Listening and being with people is the beginning…..but I am constantly asking Him what should my response be? How I live in a way that pours out love and concern for others? Do I have the courage to do it? Can I set aside my selfishness to love those Jesus tells me to love? Even if that means suffering for me too? Can I be a Light?

Jesus became one of us. He spoke often of the dangers of affluence. He cut right to the heart of people. He was a victim of injustice. He became poor. He was born in a feeding trough. His family only brought 2 pigeons or doves as an offering (the lowest amount allowed by the law). He became oppressed. He chose it all. He suffers not just for us but with us. We who have messed up and who deserve condemnation instead receive Grace. He plunged himself in the midst of our situations and that is the beauty of what He has done for us. I read somewhere that John Scott said “In a world of injustice I could never believe in a God without the cross because of the suffering in the world. I could never believe in a God that would be immune to it.” At least I scribbled that in my journal a while back and it resonates with me today.

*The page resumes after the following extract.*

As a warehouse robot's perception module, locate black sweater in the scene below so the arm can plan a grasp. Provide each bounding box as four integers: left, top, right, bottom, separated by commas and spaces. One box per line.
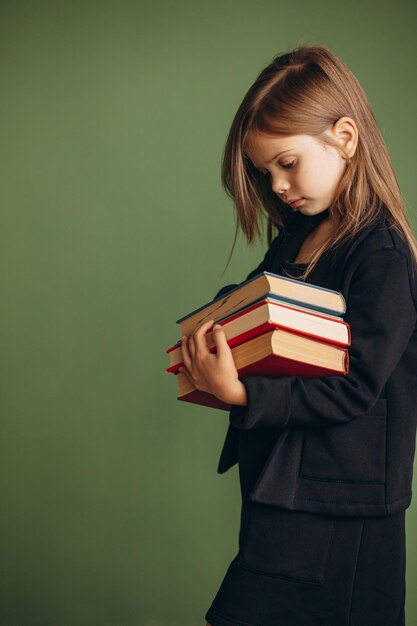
214, 209, 417, 516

That is the beauty of my God. He is not immune. He is deeply involved. He suffers with my friends here. He knows them. He came to bring Hope and Life. He came to get us out of ourselves…. and He is for sure working on me.

  1. Anonymous says:

    Wow, what a week. I am proud that you can be such a wonderful witness for is all. We learn so much from you. Love you. Also love the pics of Anni cooking. So cute.

  2. Anonymous says:

    Such a beautiful post! In sorry to hear of the losses you and your friends have endured. Thank you for sharing how your friend felt with Fatma's passing. I work with children in the Rainbows Program (kids coping with grief). We say to the children (to help them understand our purpose) “I cannot stop the rain, but I will share my umbrella”. How beautifully you do that Roxanne!And how wonderfully you show the healing power of rain . I am beginning to comprehend what I have heard a gazillion times, and followed, with my own kids, but now with other people's children ,is that no matter what your path in life, to a child love is spelled T-I-M-E. Thank you for taking so much time to share your umbrella!

  3. Anonymous says:

    How can I now weep reading this! What perspective. How much I take for granted! My heart wants that two year old…how did you resist taking her home! My heart breaks for a mamma with no resources for that little darling. I am praying even now for God to work miraculously!